LES INDES GALANTES

Jean-philippe Rameau, Les Indes galantes, 1736 Paris, BNF 

Si l’Amérique a été imaginée de multiples manières – le plus souvent d’ailleurs sous l’aspect d’une belle jeune fille, à la gorge généreuse et (peu) vêtue de plumes, inévitablement associée à un tatou ou mieux encore un crocodile –, elle le fut aussi par de multiples formes d’art. L’une d’elles doit être particulièrement signalée : le spectacle lyrique et dansé.

Art baroque s’il en fut et art de cour, il apparaît en Italie au cours du XVIe siècle et, sous des aspects et noms variés : opéra royal, opéra-ballet, comédie-ballet, se répand rapidement en Europe occidentale et notamment en France où il sera fort apprécié.  Parce qu’à l’époque considérés comme complémentaires, comédie ou drame, musique, chant et danse étaient étroitement associés. Cet art complet mêlait donc en son sein un livret (léger ou dramatique), une partition musicale (instrumentale et lyrique) sans oublier la chorégraphie, présentée sous la forme « d’intermèdes » le plus souvent sans rapport avec le sujet de l’œuvre.

L’Amérique, par les caractères exotiques qu’on lui attribuait, en deviendra rapidement le partenaire privilégié ; tantôt sujet principal de l’intrigue, tantôt simple acte ou « entrée » (inévitablement dite « des Sauvages »).
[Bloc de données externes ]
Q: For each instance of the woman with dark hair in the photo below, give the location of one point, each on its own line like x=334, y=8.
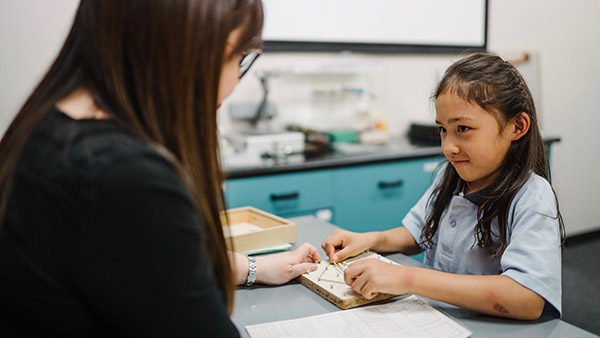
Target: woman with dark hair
x=110, y=184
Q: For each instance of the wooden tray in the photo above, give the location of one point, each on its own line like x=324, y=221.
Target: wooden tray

Quelque 150 œuvres lyriques et dansées, consacrées en partie ou en totalité aux Amériques ont été créées en Europe occidentale depuis le tout début du XVIIe siècle jusqu’à la fin du XIXe siècle, dont plus de 60 en France.

Si l’apogée du genre a lieu pendant les trois dernières décennies du XVIIIe siècle, Les Indes Galantes, de Jean-Philippe Rameau, créées en 1735-36 (sur un livret de Louis Fuzelier) en sont le modèle achevé, qui sera joué 185 fois jusque dans les années 1760 avant d’être presque complètement oublié. Le livret de Fuzelier n’est en fait qu’un prétexte à mettre en scène l’Amour, décliné sous quatre cieux, quatre « entrées » sans grands liens : Turquie, Pérou, Perse et Amérique du Nord.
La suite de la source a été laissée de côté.